A computer file is a resource for storing information that is available to a computer program and is usually based on some form of durable data storage.


A file is durable in the sense that it remains available for programs to use after the current program has stopped running. Computer files can be considered as the modern counterpart of paper documents which are traditionally stored in files, this being the source of the term.

File Contents

At the lowest level, many operating systems consider a file simply as a sequence of bytes. At a higher level, where the content of the file is being considered, these bytes may represent various entities, including integer values, text characters, image pixels and audio. It is up to the program using the file to understand the meaning and internal layout of information in it.

Naming and Organising Files

A file is typically accessed using a name.

A file can be located in a directory. In this case, the term file must include directories. This permits the existence of directory hierarchies, where each directory can contain an arbitrary number of files and other directories. These other directories are known as subdirectories. Subdirectories can contain further files and directories and so on, constructing a tree-like structure in which one master directory, or root directory, can contain any number of levels of other directories and files.

The root directory is the top-most directory in a hierarchy, and can be likened to the root of a tree as the starting point where all branches originate. Unix abstracts this hierarchy, and in Unix-like systems, the root directory is denoted by /, where the directory entry itself has no name (its name is the empty part before the initial directory delimiter (/)). All filesystem entries, including mounted volumes, are "branches" of this root. Under DOS and Windows, each volume has a drive letter assignment (e.g. C:\) and there is no common root directory above that.

When directories are used, each file and directory has not only a name, but also a path, which identifies the directories in which it resides. In the path, a special character, such as a slash (/ or \), is used to separate the file and directory names.

Storing Files

A file is essentially an abstract concept presented to a user or an operating system. However, for a file to be useful, it must have a corresponding physical manifestation. In physical terms, a computer file is normally stored on a recording medium, for example, a hard disk for non-volatile storage or RAM if it contains only temporary information.
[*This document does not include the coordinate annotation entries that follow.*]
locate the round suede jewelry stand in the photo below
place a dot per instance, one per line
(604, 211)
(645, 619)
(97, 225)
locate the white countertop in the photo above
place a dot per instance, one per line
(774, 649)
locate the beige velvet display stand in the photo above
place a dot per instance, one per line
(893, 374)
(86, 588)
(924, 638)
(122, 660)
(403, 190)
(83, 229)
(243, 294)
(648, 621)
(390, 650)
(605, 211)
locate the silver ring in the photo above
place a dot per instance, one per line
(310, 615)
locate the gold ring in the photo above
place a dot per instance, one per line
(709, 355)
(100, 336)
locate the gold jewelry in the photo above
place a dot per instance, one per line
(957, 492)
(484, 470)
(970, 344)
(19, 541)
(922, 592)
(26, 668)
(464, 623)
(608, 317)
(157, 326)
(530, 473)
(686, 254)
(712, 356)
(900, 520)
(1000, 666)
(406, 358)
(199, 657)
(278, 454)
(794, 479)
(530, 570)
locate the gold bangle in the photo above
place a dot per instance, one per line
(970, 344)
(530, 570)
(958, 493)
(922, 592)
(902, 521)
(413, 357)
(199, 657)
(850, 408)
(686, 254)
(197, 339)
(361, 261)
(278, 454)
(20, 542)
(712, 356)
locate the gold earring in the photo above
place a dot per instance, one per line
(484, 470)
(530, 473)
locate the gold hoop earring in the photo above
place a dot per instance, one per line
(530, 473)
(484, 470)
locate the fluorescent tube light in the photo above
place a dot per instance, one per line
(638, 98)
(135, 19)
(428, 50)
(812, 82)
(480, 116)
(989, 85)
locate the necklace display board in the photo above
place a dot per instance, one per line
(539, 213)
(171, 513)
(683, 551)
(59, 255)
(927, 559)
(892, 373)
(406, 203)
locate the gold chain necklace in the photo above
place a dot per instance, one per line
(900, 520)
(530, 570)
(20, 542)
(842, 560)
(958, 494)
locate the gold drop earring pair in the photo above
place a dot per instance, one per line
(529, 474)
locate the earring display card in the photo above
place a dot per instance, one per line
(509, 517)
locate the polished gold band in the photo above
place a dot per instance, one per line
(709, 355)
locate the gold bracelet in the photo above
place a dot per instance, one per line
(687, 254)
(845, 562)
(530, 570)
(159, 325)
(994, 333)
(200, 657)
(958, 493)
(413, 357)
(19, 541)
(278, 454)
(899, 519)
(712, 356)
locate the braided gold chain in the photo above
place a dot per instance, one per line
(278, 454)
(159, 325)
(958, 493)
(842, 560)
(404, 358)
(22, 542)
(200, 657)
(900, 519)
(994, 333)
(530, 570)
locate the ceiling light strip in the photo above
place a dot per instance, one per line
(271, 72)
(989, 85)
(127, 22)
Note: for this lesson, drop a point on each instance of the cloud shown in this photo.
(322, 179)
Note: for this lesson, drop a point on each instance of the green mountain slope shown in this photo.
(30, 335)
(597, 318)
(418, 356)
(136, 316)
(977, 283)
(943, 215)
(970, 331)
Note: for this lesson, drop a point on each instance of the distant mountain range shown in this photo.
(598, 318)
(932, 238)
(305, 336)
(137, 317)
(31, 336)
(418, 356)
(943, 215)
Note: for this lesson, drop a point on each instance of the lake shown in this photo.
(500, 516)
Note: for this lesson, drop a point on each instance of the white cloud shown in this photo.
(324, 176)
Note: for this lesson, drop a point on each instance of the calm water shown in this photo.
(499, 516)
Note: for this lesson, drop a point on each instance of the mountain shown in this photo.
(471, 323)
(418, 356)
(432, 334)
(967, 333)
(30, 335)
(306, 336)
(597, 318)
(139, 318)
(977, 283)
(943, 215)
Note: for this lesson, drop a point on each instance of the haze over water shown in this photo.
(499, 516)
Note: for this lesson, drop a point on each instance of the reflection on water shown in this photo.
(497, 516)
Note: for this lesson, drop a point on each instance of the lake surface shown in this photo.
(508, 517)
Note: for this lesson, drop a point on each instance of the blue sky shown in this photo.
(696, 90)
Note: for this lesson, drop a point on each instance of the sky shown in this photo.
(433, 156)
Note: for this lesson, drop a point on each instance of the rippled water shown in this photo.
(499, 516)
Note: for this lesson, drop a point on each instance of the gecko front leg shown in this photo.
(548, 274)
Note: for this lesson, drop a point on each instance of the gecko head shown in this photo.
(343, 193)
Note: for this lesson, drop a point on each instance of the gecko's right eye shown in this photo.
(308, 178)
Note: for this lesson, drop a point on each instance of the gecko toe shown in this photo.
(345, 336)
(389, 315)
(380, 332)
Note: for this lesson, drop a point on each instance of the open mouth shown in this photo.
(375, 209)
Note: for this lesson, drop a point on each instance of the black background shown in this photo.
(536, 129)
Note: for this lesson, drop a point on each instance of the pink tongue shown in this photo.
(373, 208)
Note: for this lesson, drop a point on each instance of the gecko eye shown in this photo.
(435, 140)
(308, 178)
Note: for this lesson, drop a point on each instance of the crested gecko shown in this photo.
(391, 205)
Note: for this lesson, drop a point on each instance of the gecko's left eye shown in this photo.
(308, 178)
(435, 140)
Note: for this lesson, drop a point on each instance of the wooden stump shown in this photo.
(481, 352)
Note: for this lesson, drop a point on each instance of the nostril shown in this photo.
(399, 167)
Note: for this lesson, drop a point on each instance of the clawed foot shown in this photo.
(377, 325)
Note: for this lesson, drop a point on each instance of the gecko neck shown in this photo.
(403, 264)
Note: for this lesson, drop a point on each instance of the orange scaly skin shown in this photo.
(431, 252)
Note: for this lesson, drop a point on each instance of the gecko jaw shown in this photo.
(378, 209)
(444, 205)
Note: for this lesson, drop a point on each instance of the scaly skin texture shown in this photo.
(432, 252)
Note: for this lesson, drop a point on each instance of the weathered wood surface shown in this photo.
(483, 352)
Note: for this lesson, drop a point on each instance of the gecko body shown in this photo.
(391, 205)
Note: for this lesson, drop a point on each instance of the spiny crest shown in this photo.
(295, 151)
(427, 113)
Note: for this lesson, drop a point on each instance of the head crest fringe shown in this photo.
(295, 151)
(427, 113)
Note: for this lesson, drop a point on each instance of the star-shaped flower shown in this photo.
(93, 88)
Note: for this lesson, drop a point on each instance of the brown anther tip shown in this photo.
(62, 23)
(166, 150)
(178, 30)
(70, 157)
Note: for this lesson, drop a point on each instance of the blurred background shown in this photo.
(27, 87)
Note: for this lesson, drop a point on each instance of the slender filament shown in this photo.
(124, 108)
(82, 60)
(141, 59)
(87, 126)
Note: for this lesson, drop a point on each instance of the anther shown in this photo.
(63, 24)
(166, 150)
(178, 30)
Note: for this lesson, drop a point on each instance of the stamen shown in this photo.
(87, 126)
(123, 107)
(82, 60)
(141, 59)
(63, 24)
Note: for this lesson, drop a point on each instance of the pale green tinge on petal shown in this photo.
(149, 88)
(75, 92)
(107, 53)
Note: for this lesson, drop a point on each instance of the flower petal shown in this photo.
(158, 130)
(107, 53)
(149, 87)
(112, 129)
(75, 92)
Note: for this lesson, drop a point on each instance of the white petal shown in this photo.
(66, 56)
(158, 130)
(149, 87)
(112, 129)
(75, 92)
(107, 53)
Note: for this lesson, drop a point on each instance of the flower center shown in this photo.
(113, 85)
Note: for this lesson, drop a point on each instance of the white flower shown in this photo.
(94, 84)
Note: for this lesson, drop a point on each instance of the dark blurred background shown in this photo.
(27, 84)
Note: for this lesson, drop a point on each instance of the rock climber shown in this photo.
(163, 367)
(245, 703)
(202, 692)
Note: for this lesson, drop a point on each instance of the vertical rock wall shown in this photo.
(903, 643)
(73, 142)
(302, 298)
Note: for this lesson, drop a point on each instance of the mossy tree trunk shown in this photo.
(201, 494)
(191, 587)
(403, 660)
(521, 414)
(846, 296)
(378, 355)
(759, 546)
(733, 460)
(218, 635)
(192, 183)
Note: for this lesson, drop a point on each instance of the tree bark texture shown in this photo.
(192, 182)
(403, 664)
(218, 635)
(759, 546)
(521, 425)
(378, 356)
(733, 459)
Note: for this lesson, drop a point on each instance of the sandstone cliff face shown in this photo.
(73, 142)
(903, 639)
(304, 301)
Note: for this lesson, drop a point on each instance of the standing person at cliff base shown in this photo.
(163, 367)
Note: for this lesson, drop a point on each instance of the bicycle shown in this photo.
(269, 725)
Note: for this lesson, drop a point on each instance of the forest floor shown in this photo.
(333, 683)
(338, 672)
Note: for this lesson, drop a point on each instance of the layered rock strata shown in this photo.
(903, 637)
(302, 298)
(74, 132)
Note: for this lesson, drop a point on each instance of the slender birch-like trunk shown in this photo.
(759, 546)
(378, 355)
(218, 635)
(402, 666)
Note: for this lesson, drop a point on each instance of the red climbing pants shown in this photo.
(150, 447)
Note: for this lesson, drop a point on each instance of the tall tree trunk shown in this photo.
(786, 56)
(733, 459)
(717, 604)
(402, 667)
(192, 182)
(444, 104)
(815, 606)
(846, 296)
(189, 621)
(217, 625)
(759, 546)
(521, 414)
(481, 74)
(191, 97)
In Unix-like operating systems, many files have no direct association with a physical storage device, for example /dev/null and most files in the /dev, /proc and /sys directories. These can be accessed as files in user space although they are really virtual files that exist as objects within the operating system kernel.

Unix File Types

Unix does not impose any internal file structure for normal files. This implies that from the point of view of the operating system there is only one file type, and the structure and interpretation is entirely dependent on how the file is interpreted by software.

Unix does however have some special files. These special files can be identified by the ls -l command which displays the type of the file in the first alphabetic letter of the permissions field.

A normal file is indicated by a dash (-).

Directory

The most common special file is the directory.

A directory is marked with d as the first letter of the permissions field, for example:

drwxr-xr-x /

Symbolic Link

A symbolic link is a reference to another file. This special file is stored as a textual representation of the referenced file's path.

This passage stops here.